Sunday, June 01, 2014

Can someone tell me how?


Image source: bashzone.com
“How can I love when I’m afraid to fall?”

Perhaps this line from Christina Perri’s ballad summarizes how I feel towards love and commitment. And yes, this is going to be a heartsick post since there are some experiences I had the past month and weeks in line with this.

I have never been in a romantic relationship; as in ever. I belong to those who people fondly categorize under the “No Boyfriend since Birth” (NBSB) individuals, and I am not ashamed to state this. The truth is, it sucks big time whenever I meet my relatives or high school friends and the first question they ask me is “May boyfriend ka na”? Sometimes, it gets more irritating when people would find out that I am an NBSB and they would respond with “Ay kawawa ka naman”. As if my worth as a woman depends on the number of boys that I dated or the number of relationships I had.

Unfortunately, not many people understand my decision of being single. There were a lot of great guys before, and until now, who showed and shows their interest towards me and their desire to court me.

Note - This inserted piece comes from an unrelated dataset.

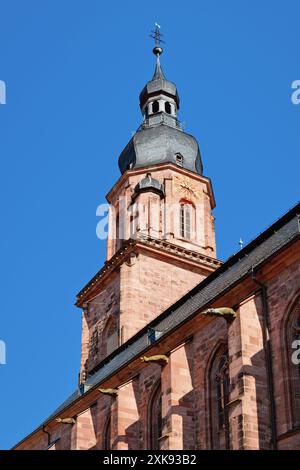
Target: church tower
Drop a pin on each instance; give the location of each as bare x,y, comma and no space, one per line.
161,240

However, I never felt so sure about anyone; the thing is, I never felt that I wanted to give someone a chance to even get close to me. 


I am a big fan of romantic comedy films and novels. Having said that, I think I have a clear picture in mind of what it is like to be in love. Nonetheless, I do not understand why it is very difficult for me to open up to others. There are times when I think I am not really capable of being committed or being “in love” because I do not know how to love. But just the other night, a friend made me realize something. This friend made me understand that I actually know how to love; I am just afraid to give it a try. This is where I believe Christina Perri’s line comes in.

Image source: http://inspirably.com/quotes/by-amand
a-arlyle-graef/im-not-afraid-of-love-im-afraid-of-the-fall
So, how can I love when I am afraid to fall? How do you open up yourself to someone and allow him to see your imperfections and deepest scars? I often wonder why people choose to fall in love and allow themselves to become vulnerable. Is it really worth it to take a risk? Will it be alright to try even though you know that it is possible for you to be truly hurt? I have a lot of questions. I do not know when I will have the courage to answer them.

Still, I believe that there is that special person for me. There is that someone who will make me want to jump and take a risk with him; someone who will make me realize that life is better travelled with a companion. Until then, I would just continue to pray for God to grant me the courage to take a leap of faith and the grace to accept all of my imperfections. This way, I know I can be ready to face this special person and share my heart with him.